Data sources

Product data

We collect two different levels of product data. The type of data we collect depends how an instance is being hosted and the customer’s contract.

  • Pings we collect pings from Sourcegraph cloud, self-hosted, and managed Sourcegraph instances. These pings contain anonymous and aggregated information. There are specific guidelines that must be followed for teams to add ping data.
  • User-level data: we collect anonymous, user-level, event stream data from Sourceraph.com and Sourcegraph managed instances using our event logger. The event stream is data that is collected at the time the user does something in the product. That means, what did they do, when did they do it, what was the outcome. Soon, we’ll be collecting this data from all customers regardless of hosting type, assuming their contract allows it - see the RFC for details on this project and this chart for details on which customer’s have contractually allowed this.

Some customers have the contractual right to send us no telemetry at all, or a much smaller subset of telemetry (called critical telemetry) you check the telemetry status of all customer instances here.
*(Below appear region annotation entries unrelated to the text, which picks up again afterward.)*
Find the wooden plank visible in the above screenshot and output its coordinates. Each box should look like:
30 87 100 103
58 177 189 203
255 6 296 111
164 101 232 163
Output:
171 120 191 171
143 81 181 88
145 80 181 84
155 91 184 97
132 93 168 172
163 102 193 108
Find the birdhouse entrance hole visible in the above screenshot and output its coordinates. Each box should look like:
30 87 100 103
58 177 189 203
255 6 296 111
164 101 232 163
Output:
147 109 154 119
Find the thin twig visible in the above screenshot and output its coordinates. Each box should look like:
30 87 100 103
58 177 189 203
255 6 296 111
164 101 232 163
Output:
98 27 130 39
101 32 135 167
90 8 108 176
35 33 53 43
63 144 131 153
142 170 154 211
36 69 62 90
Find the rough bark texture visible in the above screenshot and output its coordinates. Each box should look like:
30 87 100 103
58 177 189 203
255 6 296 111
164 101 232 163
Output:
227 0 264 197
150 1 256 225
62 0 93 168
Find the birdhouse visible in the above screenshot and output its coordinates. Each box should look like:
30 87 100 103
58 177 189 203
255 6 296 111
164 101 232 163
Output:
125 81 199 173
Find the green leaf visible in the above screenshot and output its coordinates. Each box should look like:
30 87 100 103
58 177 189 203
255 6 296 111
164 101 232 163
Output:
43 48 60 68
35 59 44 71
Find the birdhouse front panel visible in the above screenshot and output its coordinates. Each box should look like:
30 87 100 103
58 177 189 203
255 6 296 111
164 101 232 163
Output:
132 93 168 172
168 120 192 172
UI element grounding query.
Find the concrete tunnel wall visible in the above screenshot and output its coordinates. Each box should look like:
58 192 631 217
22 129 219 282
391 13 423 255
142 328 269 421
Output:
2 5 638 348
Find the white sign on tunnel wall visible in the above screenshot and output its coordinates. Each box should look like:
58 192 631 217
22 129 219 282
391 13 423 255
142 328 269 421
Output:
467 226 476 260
The options are as follows:

  • No telemetry: This self-hosted customer has an airgapped instance, or has turned pings off. We don’t have any data about this customer’s product usage
  • Critical pings: This self-hosted customer has elected to send us only the pings that are required for billing, support, updates, and security notices
  • Full pings: This self-hosted customer sends us all the aggregated, anonymoous data we outline here

Which tool should I use to find product data?

Data tool flowchart

Tool Specific Resources

Onboarding to Looker

Onboarding to Amplitude

Other data sources

We also load data to BigQuery from:

  • Salesforce: Customer Relationship Management system (CRM)
  • Sourcegraph.com Site-admin pages: customer Enterprise subscriptions and license keys
  • Sourcegraph production database: we query a few particular tables from the production database via terraform to access data for Sourcegraph.com
  • Google Sheets: There are a number of spreadsheets that get loaded into BigQuery
  • Zendesk: customer support ticketing

We largely do this using Fivetran, but also leverage other tools and system-specific integrations (like BigQuery’s gsheets connector) when necessary.

Support Model

Supporting a Self-Service framework for BI and Analytics is imperative to being a data driven organization.
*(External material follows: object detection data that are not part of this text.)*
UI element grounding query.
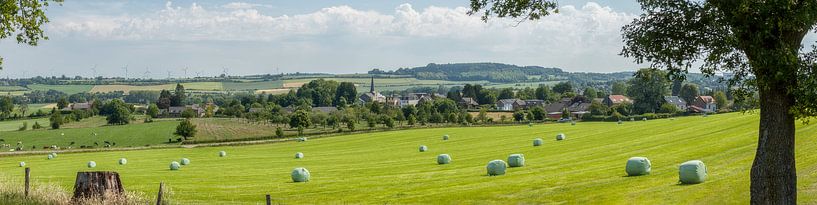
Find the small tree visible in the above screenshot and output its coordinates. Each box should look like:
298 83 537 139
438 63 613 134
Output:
173 119 196 140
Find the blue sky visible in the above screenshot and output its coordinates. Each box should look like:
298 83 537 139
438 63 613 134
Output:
0 0 652 78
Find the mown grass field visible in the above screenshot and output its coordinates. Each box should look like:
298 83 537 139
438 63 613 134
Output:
0 113 817 204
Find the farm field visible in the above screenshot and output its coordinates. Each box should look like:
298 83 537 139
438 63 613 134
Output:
0 113 817 204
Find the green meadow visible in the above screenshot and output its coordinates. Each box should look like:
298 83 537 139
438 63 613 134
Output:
0 113 817 204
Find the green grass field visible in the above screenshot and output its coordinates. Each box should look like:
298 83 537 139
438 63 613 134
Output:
0 113 817 204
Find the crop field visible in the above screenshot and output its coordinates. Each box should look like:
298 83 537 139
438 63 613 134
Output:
0 113 817 204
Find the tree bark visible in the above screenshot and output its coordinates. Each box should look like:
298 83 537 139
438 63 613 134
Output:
750 84 797 204
74 172 125 199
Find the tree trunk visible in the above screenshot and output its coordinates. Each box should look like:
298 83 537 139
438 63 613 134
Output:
751 84 797 204
74 172 125 199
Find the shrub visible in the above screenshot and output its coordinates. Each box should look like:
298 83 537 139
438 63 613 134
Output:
533 138 545 147
678 160 707 184
292 167 309 182
508 154 525 167
624 157 651 176
437 154 451 164
170 161 181 170
485 159 508 176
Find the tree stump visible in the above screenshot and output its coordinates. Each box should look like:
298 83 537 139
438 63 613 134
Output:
74 172 125 199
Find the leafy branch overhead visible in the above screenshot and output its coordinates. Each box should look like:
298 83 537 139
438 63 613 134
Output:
0 0 63 68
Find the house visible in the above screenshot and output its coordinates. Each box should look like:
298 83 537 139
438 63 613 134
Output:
602 95 633 107
689 96 718 113
664 96 687 112
358 76 386 103
457 98 479 109
496 98 526 111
This framework consists of three principles:

  1. Give the right people the right set of tools and capabilities
  2. Create a collaborative environment
  3. Create a process to govern how this collaboration leads to continuous improvement of our analytics capabilities


In our Self-Service framework, we need to accommodate multiple personas because not all users will want to self-serve the same way.


  • Viewers are interested in standardized reporting on standardized metrics. They are interested to see how metrics change over time and may want to drill into specific datasets for those metrics. Viewers will request new standard metrics or new filters on current standard reports. They will also request new views and reports. Viewers may want to create their own views or dashboards for their own personal use.
  • Examples of use cases of a viewer
    • I want to view standard/trusted reporting on multiple topics
    • I want to filter results with a set of standard filters
    • I have a set of metrics that I am measured against and want to track progress of those metrics
    • I want to automate a set of metrics that I report out on regularly


  • Creators are interested in all the components of a Viewer, but will also want to create their own views/reports. Creators will also want to perform ad-hoc analysis. They are interested in both standard metrics and new/undefined metrics. They may be able to write queries directly against a data warehouse. And creators will use our standard tools, but may use other tools that are not part of the Data and Analytics tech stack.
  • Examples of use cases of a creator
    • I want to create and share views/reports on multiple topics across multiple standard tools
    • I want to perform ad hoc analysis
    • I want to query the DWH to understand and analyze data quickly
    • I want to automate analysis